Suits: Harvey Spectre makes me want to ditch journalism and go back to law altogether. And can't we have the jury system back in India already?!
5. Monica Gupta
Seinfeld: Yes, it's O-L-D, but it's funny and the deadpan humour never ceases to make me laugh. And yes, Jerry Seinfeld's stand-up comedy parts, just before each episode begins can be a template that our stand-up comics here can learn from.
House of Cards: A nicely done political thriller. It stays true to the book it's based on, and with Kevin Spacey in the lead, you can never go wrong, can you?
6. Manit Moorjani
The Mentalist: Because Patrick Jane (Simon Baker), the protagonist of The Mentalist, looks at a person through and through. He analyses every aspect of the person, the behaviour in different situations, changes of facial reactions, their replies to very different questions and makes a thorough judgement - and that's all very very exciting.
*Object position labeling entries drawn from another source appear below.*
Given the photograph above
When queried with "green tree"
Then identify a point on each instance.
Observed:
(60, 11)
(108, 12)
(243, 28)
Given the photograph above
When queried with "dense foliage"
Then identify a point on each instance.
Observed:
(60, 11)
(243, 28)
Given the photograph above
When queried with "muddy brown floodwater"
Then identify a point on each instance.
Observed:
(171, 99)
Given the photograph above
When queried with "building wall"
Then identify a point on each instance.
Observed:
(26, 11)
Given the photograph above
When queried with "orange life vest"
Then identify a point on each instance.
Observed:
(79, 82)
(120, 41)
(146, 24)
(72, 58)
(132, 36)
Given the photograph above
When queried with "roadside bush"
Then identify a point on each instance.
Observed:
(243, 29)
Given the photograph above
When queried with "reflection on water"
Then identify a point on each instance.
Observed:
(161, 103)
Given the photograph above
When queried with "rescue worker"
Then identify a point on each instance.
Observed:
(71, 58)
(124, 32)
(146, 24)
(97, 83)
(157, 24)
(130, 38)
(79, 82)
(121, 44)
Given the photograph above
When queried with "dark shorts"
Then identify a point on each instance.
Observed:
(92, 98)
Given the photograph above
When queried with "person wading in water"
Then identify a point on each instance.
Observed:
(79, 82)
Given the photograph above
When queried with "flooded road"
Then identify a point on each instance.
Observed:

His way of solving a case by toying with human behaviour makes one keep watching this serial over and over again.
Lie To Me: Cal Lightman (Tim Roth) has the perfect way to solve crimes in a very professional way. While Patrick Jane (of The Mentalist) might not be very professional, Lie To Me uses applied psychology (that means analysing every single reaction change in a conversation) and scientifically gets the truth out.